Bilişsel davranış terapisi (BDT), nasıl düşündüğünüzü ve buna bağlı olarak ağrı hakkında nasıl hissettiğinizi ve nasıl davrandığınızı değiştirmeyi öğrenmenize yardımcı olabilir. Bu, kronik ağrıyı kendi kendine yönetmeyi öğrenmek için değerli bir stratejidir.

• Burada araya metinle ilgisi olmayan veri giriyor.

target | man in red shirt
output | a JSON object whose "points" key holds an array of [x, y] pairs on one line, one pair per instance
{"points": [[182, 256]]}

Akupunktur, ciltteki belirli noktalara ince iğneler sokmayı içerir. Doğal ağrı giderici bileşikler (endorfinler) salgılayarak vücuttaki dengeyi yeniden sağlamayı ve vücudun iyileşmesini teşvik etmeyi amaçlar.
Aktif International hastanelerindeki doktorlarımız sizin için en iyi tedaviler konusunda size rehberlik edebilir.
Ağrıyı azaltmaya yardımcı olmak için çeşitli stratejiler kullanmak önemlidir. Sadece ilaçlara ya da diğer tedavi yöntemlerine odaklanmak yerine kendi ağrı yönetiminizi yapmanız da önemlidir. Bunun için ağrıyı tetikleyen olaylardan kaçınabilir ya da günlük aktivitelerinizi kendinize göre uyarlayabilirsiniz. Aktif bir yaşam tarzınız yoksa daha çok hareket ederek kaslarınızın çalışmasını sağlamanız da mümkündür. Ancak tüm bu değişikliklerden önce mutlaka doktorunuza danışmalısınız.